In the 19 years we've been here, the woods keep advancing toward the house, to the point that I can barely see the sky from my kitchen sink.

My husband has fought a valiant fight over the years with his chainsaw, trimming and hacking away. But it's time to get someone in to clear out some of scrubby brush (hawthorn bushes, mostly), dead branches, and vines, and to thin things out a bit.

The good news is that instead of a wall of bushes, we are starting to see a forest, with an understory, and I will enjoy looking through the woods, and having some space for the sunlight to peep through and room for the nicer trees to stretch their limbs, as it were.

We had two sad-looking cedars here at the side of the deck, outside my kitchen window. My husband removed one, and stripped down the other to serve as my bird feeding station.

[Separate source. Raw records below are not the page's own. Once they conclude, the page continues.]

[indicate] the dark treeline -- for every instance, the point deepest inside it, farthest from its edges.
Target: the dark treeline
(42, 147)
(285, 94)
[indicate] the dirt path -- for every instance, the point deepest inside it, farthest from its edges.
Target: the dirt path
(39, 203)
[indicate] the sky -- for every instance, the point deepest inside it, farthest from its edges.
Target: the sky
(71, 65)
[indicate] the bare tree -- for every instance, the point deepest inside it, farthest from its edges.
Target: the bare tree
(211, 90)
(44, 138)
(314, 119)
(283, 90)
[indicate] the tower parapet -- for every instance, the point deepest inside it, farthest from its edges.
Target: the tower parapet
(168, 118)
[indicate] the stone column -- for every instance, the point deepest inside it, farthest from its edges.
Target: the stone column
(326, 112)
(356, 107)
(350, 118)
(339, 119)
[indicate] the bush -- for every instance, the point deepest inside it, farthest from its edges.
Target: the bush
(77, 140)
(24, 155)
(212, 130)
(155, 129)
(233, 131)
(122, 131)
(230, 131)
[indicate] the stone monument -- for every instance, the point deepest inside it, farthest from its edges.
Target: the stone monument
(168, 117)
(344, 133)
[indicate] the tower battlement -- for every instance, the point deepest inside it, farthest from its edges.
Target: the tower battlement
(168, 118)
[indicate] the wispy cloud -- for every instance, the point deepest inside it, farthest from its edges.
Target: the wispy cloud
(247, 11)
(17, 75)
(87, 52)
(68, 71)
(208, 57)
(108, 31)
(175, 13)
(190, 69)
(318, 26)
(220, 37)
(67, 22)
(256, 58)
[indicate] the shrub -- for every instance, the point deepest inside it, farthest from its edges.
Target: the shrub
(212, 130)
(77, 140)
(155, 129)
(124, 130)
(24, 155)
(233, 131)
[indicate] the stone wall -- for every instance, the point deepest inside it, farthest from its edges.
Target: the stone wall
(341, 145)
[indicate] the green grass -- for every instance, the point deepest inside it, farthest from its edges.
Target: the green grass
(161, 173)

After years of staining, and replacing boards, we are replacing the wood deck with a new composite one. No more maintenance!

We had been asked to host a large party this summer (which thankfully got postponed). But that was what really got us moving. We were afraid someone's foot could go through the wood in some spots.


I bought this vintage floral fitted sheet at an antique store last year, and hope to get some pillowcases made from it. I sleep on a very small pillow. I need to wrap a regular pillowcase around it 1 1/2 times to fit!


The above picture shows what a lazy blogger I've become. I never would have taken a picture of a wrinkled pillowcase I had just slept on. I would have made up the bed, put on a fresh pillowcase, etc., to take the picture. Sigh . . . 

How's your summer going? Let me know your thoughts about housekeeping routines and managing online and social media.